For such sensitive information, online archival/journalling is recommended to ensure a copy of the email is preserved even before it is delivered to the user mailbox. Journalling works on the mail server and copies every incoming & outgoing mail and stores it in a separate journal mailbox. Even if the user now deletes the email, there is a separate copy available in the journal and can be easily retrieved.
You can actual enable journaling on your mailboxes for all users and eliminate the need for backups of the mailing application. It is actually safer than the backups.
Online archiving/journalling ensures a copy of all email records moving across the mail server. It ensure that you can actually use your emails from archival in case primary mailbox is not accessible. If not otherwise mandated, journalling acts as a better backup than the other backup approaches. It runs 24x7 without impacting the user experience and makes a copy while delivering it to the user which frees it up from a user deletion.
Archiving tools allow recovering your entire mailbox for a given or all users into pst files so if a user looses his entire mailbox, it can be rebuilt from archives itself in the desired form.
By archiving old data, you can understand information risk with comprehensive data mapping, manage the legal hold and conduct investigative search across billions of documents in seconds. Archiving captures file and message content, attachment information, and all metadata for faster, more accurate search results. Many archiving products leverage advanced e-discovery features, such as searching by full text key word and key phrase, word proximity, file size, format, data, sender, recipients, and more.

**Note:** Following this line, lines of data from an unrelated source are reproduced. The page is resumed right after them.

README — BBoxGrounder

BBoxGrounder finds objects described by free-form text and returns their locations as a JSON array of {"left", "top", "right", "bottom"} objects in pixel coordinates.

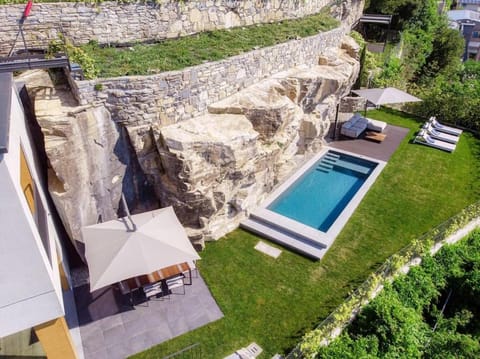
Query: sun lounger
[
  {"left": 423, "top": 122, "right": 460, "bottom": 144},
  {"left": 340, "top": 113, "right": 368, "bottom": 138},
  {"left": 413, "top": 130, "right": 457, "bottom": 152},
  {"left": 428, "top": 116, "right": 463, "bottom": 136}
]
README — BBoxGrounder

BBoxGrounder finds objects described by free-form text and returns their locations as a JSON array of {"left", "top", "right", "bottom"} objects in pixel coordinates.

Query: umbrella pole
[{"left": 122, "top": 193, "right": 137, "bottom": 232}]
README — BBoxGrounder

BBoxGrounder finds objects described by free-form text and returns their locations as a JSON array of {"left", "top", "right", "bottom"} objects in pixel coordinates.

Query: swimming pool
[
  {"left": 267, "top": 151, "right": 378, "bottom": 232},
  {"left": 241, "top": 147, "right": 386, "bottom": 259}
]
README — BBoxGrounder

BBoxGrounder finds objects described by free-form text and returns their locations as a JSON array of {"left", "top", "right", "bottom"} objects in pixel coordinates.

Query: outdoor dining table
[{"left": 120, "top": 262, "right": 192, "bottom": 292}]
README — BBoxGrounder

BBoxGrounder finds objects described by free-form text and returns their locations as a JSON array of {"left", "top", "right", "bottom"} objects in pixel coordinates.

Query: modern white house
[
  {"left": 447, "top": 8, "right": 480, "bottom": 61},
  {"left": 0, "top": 73, "right": 83, "bottom": 358}
]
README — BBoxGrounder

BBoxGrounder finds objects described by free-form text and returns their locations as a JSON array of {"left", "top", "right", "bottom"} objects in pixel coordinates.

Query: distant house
[
  {"left": 457, "top": 0, "right": 480, "bottom": 11},
  {"left": 447, "top": 8, "right": 480, "bottom": 61},
  {"left": 0, "top": 73, "right": 80, "bottom": 358}
]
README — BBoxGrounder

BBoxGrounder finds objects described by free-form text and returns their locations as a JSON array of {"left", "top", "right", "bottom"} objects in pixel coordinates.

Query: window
[{"left": 20, "top": 149, "right": 35, "bottom": 216}]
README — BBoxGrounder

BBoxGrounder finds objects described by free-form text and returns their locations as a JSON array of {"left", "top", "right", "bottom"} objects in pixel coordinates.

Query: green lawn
[
  {"left": 131, "top": 111, "right": 480, "bottom": 358},
  {"left": 82, "top": 12, "right": 338, "bottom": 77}
]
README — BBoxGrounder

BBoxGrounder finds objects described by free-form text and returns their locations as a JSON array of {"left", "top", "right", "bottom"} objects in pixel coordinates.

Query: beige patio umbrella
[
  {"left": 82, "top": 207, "right": 200, "bottom": 292},
  {"left": 352, "top": 87, "right": 422, "bottom": 106}
]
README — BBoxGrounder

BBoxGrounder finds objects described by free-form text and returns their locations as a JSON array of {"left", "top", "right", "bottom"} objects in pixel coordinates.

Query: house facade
[{"left": 0, "top": 73, "right": 82, "bottom": 358}]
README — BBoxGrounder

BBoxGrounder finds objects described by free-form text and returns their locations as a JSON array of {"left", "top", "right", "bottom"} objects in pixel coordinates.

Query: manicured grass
[
  {"left": 132, "top": 111, "right": 480, "bottom": 358},
  {"left": 82, "top": 12, "right": 338, "bottom": 77}
]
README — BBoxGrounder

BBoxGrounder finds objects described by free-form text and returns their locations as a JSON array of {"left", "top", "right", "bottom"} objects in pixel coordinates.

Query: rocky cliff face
[
  {"left": 25, "top": 38, "right": 359, "bottom": 252},
  {"left": 127, "top": 39, "right": 359, "bottom": 248}
]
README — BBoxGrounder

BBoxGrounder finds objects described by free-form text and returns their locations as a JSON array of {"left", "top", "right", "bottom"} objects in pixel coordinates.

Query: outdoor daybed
[{"left": 423, "top": 122, "right": 460, "bottom": 144}]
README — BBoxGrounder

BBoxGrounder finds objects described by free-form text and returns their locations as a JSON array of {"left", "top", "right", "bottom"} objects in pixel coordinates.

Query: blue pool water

Archiving tools allow you to search files or emails from the archive. With wide variety of search parameters possible, archiving tools help the management to search related content all across the organization without the need to depend on the user’s availability & acceptability to share the information. Especially with journalling enabled, it help search across the emails which might otherwise have been deleted by the user.
Compliance requirements for most organizations require retaining their data for long periods which could be 7 to 10 years depending on the industry and data types. Retaining the huge volumes of data on online storage and production databases has adverse effect as discussed above. Archiving gives an automated way to answer this. Archiving tools these days are compliant and certified by the various global records management standards.
Compliance works in conjunction with security. The archiving tools and absolutely secure in terms of managing them i.e. role based access to the team managing the archiving infrastructure and complete logging & alert mechanism for all activities being performed. They comply to all major Global Standards of Compliance related to data management including GDPR standards.
From infrastructure point of view, archiving to a cloud service provider gives you an automatic compliance to International Compliance Standards as the Cloud Service Providers ensure that their infrastructure is secure & meets all Global compliance standards.